Quest’anno le novità presentate sono state oggetto di speculazioni lunghe mesi. Di soffiate, foto rubate, falsi. La Apple non smentisce o conferma mai, come la CIA quando tratta con i rapitori di cittadini americani in zone di guerra. È arrivato l’aggiornamento del sistema operativo che regge i portatili e desktop, ora chiamato  Lion e soprattutto l’update per iPhone e iPad, iOS 5. Prodotti che non esistevano prima del 2007 e che ora rappresentano per l’azienda californiana oltre il 70% del proprio fatturato. È arrivato un sistema di notifiche, simile a quello proposto dai concorrenti che montano il sistema operativo di Google, Android. Un sistema di backup online di documenti e foto, simile a Dropbox. Un’applicazione per scambiare messaggi fra utenti iPhone, proprio come accade con il Messenger per Blackberry. Gli utenti che hanno investito finanziariamente e, a giudicare dall’interesse e dalla violenta passione, anche emotivamente nella guerra fra telefonini hanno gridato allo scandalo. “Apple copia,” dicono. Apple non innova.

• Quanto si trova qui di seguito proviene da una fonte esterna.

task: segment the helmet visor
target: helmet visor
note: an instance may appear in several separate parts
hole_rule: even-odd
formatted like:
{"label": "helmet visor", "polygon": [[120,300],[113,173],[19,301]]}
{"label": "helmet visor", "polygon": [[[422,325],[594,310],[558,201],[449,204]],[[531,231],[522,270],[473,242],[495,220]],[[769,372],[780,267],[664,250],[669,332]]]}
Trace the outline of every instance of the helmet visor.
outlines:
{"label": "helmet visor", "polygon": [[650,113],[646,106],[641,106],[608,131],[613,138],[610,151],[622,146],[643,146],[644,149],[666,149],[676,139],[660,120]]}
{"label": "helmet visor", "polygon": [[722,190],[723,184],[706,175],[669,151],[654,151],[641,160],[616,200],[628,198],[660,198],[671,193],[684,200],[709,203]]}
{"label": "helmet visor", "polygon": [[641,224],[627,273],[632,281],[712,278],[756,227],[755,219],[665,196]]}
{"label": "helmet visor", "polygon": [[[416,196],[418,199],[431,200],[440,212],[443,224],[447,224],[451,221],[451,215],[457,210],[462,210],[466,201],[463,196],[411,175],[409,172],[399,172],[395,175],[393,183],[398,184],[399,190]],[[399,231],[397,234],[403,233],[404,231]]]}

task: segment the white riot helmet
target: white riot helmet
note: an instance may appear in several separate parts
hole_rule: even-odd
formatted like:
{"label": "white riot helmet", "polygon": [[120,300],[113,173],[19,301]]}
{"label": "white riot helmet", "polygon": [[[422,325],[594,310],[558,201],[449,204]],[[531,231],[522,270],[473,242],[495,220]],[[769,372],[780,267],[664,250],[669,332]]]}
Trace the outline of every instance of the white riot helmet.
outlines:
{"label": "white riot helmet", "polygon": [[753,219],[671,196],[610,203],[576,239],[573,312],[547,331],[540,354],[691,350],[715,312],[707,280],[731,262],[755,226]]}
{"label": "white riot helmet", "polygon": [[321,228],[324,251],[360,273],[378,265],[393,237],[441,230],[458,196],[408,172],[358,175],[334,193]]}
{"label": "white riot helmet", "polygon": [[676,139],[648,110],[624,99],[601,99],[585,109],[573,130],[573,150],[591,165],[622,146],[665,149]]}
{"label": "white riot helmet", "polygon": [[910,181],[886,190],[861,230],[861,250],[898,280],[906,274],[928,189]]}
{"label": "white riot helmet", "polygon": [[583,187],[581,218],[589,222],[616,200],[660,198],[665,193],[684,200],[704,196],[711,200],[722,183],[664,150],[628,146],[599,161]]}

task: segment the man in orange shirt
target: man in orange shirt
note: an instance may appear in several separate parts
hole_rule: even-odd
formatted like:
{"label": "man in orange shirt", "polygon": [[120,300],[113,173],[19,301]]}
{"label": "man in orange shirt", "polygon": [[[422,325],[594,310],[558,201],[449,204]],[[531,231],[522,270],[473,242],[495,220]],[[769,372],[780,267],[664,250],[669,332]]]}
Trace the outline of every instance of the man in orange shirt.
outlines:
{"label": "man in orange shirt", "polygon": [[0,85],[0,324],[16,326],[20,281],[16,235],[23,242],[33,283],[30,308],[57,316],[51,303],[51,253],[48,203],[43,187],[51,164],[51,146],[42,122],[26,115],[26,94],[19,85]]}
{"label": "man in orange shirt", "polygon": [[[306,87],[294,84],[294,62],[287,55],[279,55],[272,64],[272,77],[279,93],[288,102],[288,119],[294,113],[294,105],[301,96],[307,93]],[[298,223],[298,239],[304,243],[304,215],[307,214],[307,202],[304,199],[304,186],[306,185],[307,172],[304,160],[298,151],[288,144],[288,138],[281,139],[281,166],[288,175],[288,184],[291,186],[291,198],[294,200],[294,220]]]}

In realtà questi prodotti sono perfettamente in linea con la filosofia aziendale. “Il design non è come il prodotto appare,” dice Jobs. “È come lo si usa.” I software esistenti da cui Apple avrebbe preso spunto sono troppo complessi per un’adozione di massa, sono utilizzati da una élite arrogante e gelosa dei proprio segreti. Infastiditi che qualcuno stia insegnando ai peones a leggere e scrivere.

Nessuno, si azzarderebbe a rinfacciare questo all’Uomo del Miracolo, almeno in suo presenza. Gli sviluppatori fedeli alla linea applaudono.

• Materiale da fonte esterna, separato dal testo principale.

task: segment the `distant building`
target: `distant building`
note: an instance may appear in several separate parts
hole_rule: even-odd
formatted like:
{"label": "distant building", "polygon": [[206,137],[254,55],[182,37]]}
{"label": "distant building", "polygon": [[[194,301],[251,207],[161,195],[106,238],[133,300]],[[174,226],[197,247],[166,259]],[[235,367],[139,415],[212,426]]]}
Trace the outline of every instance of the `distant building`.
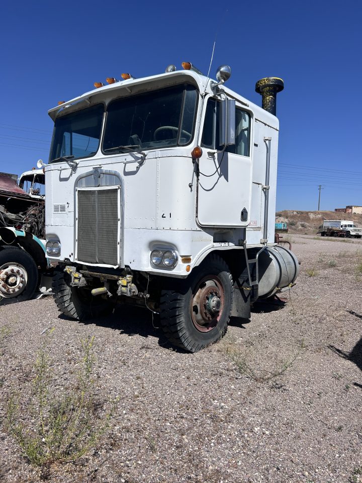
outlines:
{"label": "distant building", "polygon": [[352,213],[358,215],[362,214],[362,206],[354,206],[352,205],[349,205],[346,206],[345,208],[336,208],[335,211],[338,211],[339,213]]}
{"label": "distant building", "polygon": [[362,214],[362,206],[346,206],[346,213]]}

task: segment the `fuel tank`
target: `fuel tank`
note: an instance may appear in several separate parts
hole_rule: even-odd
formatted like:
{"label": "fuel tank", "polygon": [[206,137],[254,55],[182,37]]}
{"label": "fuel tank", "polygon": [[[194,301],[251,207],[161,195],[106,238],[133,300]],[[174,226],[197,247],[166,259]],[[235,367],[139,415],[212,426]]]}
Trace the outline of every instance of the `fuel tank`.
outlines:
{"label": "fuel tank", "polygon": [[280,246],[268,247],[259,256],[259,298],[270,297],[293,283],[299,273],[297,257]]}

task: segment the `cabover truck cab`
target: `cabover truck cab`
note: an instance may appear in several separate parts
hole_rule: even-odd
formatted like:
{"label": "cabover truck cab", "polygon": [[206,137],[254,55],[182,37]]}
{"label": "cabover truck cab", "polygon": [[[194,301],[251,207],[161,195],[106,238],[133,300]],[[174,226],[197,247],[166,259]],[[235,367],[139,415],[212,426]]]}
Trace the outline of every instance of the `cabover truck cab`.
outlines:
{"label": "cabover truck cab", "polygon": [[[264,109],[191,63],[108,78],[49,111],[45,168],[53,290],[78,319],[116,300],[160,314],[173,345],[195,352],[231,316],[294,282],[293,254],[274,243],[277,78],[256,84]],[[266,109],[272,111],[268,112]]]}
{"label": "cabover truck cab", "polygon": [[[37,194],[44,193],[44,173],[23,173],[20,186],[17,179],[0,173],[0,305],[31,298],[48,269],[44,196]],[[27,193],[22,188],[30,181]]]}
{"label": "cabover truck cab", "polygon": [[324,220],[320,233],[322,236],[362,238],[362,229],[349,220]]}

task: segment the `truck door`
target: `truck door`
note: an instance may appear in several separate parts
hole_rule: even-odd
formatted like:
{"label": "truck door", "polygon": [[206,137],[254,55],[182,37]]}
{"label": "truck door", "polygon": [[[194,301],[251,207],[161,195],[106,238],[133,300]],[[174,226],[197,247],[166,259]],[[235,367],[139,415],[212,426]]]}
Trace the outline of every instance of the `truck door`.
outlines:
{"label": "truck door", "polygon": [[235,144],[222,151],[219,105],[215,98],[207,101],[199,162],[197,220],[202,226],[246,226],[250,211],[252,118],[237,104]]}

Il giorno dopo Jobs si presenta nel piccolo consiglio comunale di Cupertino. Si siede su una panca di legno, prima di lui ci sono affittuari con problemi di perdite. Altri che vogliono il permesso di ampliare il giardino. Poi tocca al CEO della più grande società informatica del mondo. Presenta il progetto di un nuovo quartier generale. Una enorme arena di vetro ecosostenibile, con al centro migliaia di alberi, vagamente aliena. Via i parcheggi che c’erano prima. Ora solo campi di grano. “La Nave Madre è atterrata,” dice. E poi se ne va senza sorridere.